It should be recognized that complete chemo-responsiveness on imaging may frequently be associated both with macroscopic and microscopic evidence of residual disease that may account for the relatively high incidence of hepatic in-situ recurrence found in our study as well as by others . Tumour progression on chemotherapy is uniformly associated with a poor prognosis [36,37], as reported by Adam and colleagues, and similar to our study, this was found even when a potentially curative R0 hepatectomy was performed . This group also noted (unlike our study) that the prognosis of radical hepatectomy after neoadjuvant therapy was affected by the number of metastases and the pre-operative serum level of CA 19-9, but similar to our findings, that the type of chemotherapy was not significant to the outcome provided that there was a therapeutic response. As in our study, others have reported that the presence of some types of extrahepatic disease does not contraindicate hepatectomy or subsequent excision of resectable extrahepatic sites in selected cases . Where recurrence is restricted to the liver, as occurred in our study in one-third of recurrent cases, this may be amenable to repeat hepatic resection . Outcome in this circumstance is dependent upon the radicality of re-resection in much the same way that it is in the initial resection.

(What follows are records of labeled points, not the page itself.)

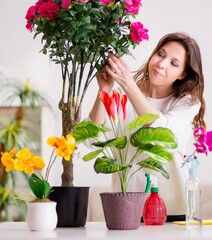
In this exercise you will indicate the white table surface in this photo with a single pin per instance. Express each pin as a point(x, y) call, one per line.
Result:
point(98, 230)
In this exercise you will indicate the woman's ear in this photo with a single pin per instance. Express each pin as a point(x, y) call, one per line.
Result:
point(183, 75)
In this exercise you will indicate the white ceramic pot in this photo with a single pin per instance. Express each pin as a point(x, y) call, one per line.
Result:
point(41, 216)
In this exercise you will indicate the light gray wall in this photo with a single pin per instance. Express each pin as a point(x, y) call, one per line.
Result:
point(20, 59)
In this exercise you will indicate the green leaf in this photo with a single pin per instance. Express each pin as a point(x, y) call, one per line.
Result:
point(141, 121)
point(158, 153)
point(85, 130)
point(118, 143)
point(154, 165)
point(108, 165)
point(155, 136)
point(92, 155)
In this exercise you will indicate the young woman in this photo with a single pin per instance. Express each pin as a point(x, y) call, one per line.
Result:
point(169, 84)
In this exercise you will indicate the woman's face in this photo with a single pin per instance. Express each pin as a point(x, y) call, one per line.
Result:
point(167, 65)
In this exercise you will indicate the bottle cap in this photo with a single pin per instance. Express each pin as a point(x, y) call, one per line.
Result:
point(194, 162)
point(151, 182)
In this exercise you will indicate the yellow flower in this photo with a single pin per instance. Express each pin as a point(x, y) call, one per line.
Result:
point(23, 156)
point(8, 160)
point(65, 146)
point(25, 161)
point(34, 163)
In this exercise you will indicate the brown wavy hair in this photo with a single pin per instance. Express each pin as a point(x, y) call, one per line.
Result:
point(192, 83)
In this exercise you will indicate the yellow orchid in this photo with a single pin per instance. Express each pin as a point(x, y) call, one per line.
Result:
point(24, 160)
point(8, 160)
point(65, 146)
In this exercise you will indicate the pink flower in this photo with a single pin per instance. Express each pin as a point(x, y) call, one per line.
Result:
point(123, 105)
point(117, 101)
point(66, 3)
point(82, 0)
point(138, 32)
point(48, 9)
point(106, 1)
point(30, 13)
point(133, 6)
point(208, 140)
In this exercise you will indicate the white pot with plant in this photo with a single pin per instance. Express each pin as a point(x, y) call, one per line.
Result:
point(111, 155)
point(78, 35)
point(41, 213)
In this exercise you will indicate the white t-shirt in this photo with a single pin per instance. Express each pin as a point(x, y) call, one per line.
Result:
point(177, 115)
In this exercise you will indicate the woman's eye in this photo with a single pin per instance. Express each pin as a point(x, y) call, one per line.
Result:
point(160, 54)
point(175, 64)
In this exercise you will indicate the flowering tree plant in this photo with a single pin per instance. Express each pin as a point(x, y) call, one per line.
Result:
point(113, 150)
point(24, 160)
point(203, 143)
point(78, 35)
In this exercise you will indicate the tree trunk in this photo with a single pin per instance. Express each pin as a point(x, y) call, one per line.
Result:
point(69, 118)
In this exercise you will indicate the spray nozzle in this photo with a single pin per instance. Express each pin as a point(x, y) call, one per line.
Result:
point(194, 162)
point(151, 182)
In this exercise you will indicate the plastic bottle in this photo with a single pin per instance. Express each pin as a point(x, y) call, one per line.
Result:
point(154, 211)
point(193, 211)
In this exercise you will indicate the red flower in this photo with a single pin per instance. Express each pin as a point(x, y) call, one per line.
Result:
point(124, 104)
point(117, 101)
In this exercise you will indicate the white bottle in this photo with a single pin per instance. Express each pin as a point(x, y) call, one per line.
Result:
point(193, 193)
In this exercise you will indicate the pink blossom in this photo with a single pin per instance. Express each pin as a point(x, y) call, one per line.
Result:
point(117, 101)
point(138, 32)
point(29, 26)
point(118, 21)
point(66, 3)
point(123, 105)
point(48, 9)
point(30, 13)
point(82, 0)
point(132, 6)
point(208, 140)
point(106, 1)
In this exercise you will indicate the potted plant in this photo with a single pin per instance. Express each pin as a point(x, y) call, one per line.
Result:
point(78, 35)
point(111, 155)
point(41, 211)
point(18, 102)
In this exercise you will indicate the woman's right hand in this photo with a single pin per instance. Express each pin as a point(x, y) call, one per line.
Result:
point(105, 82)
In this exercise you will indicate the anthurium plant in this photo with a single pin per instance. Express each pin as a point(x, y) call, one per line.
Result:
point(78, 35)
point(112, 153)
point(24, 160)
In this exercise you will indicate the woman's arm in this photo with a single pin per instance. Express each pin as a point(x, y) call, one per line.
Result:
point(120, 71)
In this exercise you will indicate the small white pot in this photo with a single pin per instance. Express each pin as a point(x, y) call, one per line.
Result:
point(41, 216)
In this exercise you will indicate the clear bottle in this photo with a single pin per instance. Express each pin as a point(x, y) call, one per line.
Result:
point(154, 211)
point(193, 194)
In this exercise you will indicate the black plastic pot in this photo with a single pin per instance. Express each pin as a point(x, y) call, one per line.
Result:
point(72, 205)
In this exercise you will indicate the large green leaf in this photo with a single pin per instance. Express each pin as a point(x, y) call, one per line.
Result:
point(155, 136)
point(84, 131)
point(108, 165)
point(141, 121)
point(158, 153)
point(154, 165)
point(92, 155)
point(118, 143)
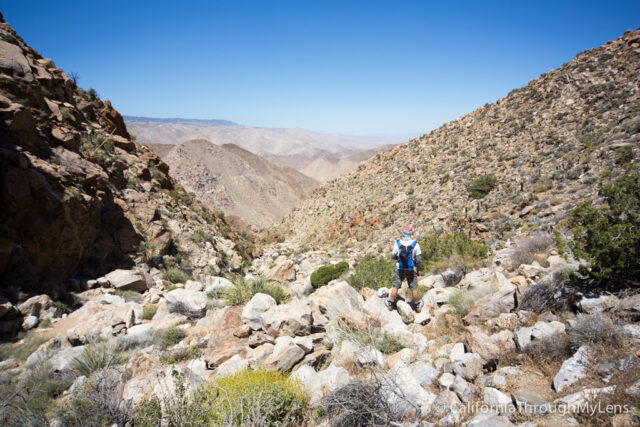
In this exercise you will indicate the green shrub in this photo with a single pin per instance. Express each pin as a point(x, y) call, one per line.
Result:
point(243, 290)
point(25, 402)
point(148, 311)
point(372, 273)
point(255, 395)
point(175, 275)
point(387, 344)
point(481, 186)
point(462, 301)
point(98, 356)
point(608, 236)
point(128, 295)
point(327, 273)
point(257, 398)
point(451, 248)
point(168, 337)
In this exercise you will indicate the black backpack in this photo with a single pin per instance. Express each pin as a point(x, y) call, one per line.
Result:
point(405, 256)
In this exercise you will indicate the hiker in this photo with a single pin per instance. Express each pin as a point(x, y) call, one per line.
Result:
point(407, 252)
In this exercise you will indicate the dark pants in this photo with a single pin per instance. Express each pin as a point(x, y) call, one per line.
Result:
point(409, 275)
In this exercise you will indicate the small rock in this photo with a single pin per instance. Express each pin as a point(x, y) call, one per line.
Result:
point(30, 322)
point(573, 370)
point(127, 280)
point(405, 311)
point(468, 366)
point(446, 380)
point(497, 400)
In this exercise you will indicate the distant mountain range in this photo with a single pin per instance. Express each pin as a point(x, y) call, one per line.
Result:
point(228, 178)
point(333, 154)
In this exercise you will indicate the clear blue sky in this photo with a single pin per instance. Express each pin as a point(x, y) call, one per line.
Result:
point(361, 67)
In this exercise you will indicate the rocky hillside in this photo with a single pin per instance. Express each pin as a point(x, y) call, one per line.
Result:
point(546, 144)
point(79, 196)
point(326, 168)
point(232, 180)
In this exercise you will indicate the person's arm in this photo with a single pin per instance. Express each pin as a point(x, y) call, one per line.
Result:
point(417, 255)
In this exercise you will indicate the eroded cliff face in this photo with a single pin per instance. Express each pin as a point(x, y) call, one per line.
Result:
point(546, 144)
point(78, 196)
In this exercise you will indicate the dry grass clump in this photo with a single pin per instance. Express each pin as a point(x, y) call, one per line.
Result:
point(531, 249)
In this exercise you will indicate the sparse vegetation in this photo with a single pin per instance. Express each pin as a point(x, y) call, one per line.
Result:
point(327, 273)
point(387, 344)
point(244, 289)
point(531, 249)
point(249, 397)
point(372, 273)
point(175, 275)
point(128, 295)
point(169, 337)
point(480, 187)
point(608, 236)
point(148, 311)
point(462, 301)
point(98, 356)
point(451, 250)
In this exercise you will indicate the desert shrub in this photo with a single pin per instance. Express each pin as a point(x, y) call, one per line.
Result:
point(456, 249)
point(97, 356)
point(608, 236)
point(594, 329)
point(244, 289)
point(358, 403)
point(175, 275)
point(98, 402)
point(387, 344)
point(25, 403)
point(530, 249)
point(22, 350)
point(462, 301)
point(327, 273)
point(169, 337)
point(372, 273)
point(148, 311)
point(180, 354)
point(128, 295)
point(266, 397)
point(480, 187)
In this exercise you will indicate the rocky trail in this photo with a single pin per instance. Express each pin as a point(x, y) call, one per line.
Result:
point(486, 363)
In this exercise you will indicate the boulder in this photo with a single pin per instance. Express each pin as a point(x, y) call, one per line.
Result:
point(465, 391)
point(498, 401)
point(405, 311)
point(40, 305)
point(525, 336)
point(285, 354)
point(292, 319)
point(530, 404)
point(127, 280)
point(188, 303)
point(468, 366)
point(252, 312)
point(629, 308)
point(572, 370)
point(489, 348)
point(94, 320)
point(30, 322)
point(490, 306)
point(338, 298)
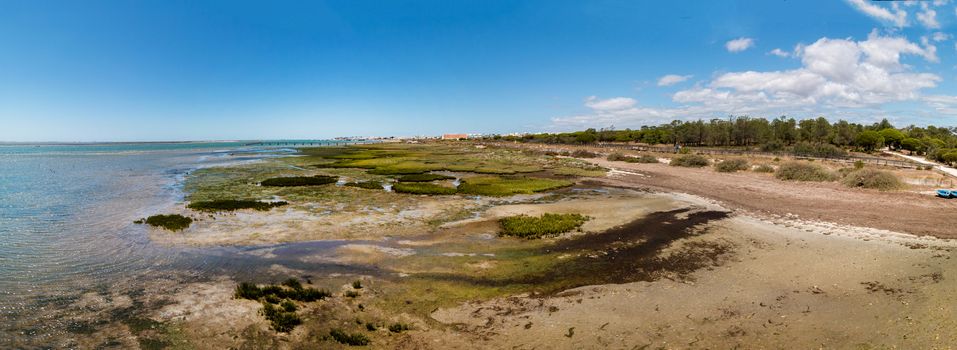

In this study, the number of nodules was not a contraindication to resectional surgery. The five-year survival following such R0 liver resection was 34% in our cases: data that compare favourably with other surgical series reporting three-year and five-year survival of 21%  and 23%, respectively [33, 42]. One question that remains is whether the response to chemotherapy in our cases simply identifies patients who have a pre-determined favourable prognosis or whether the response is able to modify the actual course of the disease. Supporting the latter hypothesis, progression was clearly identified as an independent adverse prognostic factor of outcome on multivariate analysis. Moreover, treating resectable patients with neoadjuvant chemotherapy did not lead to non-resectable metastases during the course of the study: an effect also observed by others [29, 38]. This effect, combined with long-term survival in some cases initially defined as non-resectable which became down-staged by the neoadjuvant approach permitting complete resections, argues for the possibility that the course of the disease could be altered by such an aggressive strategy [24, 43, 44].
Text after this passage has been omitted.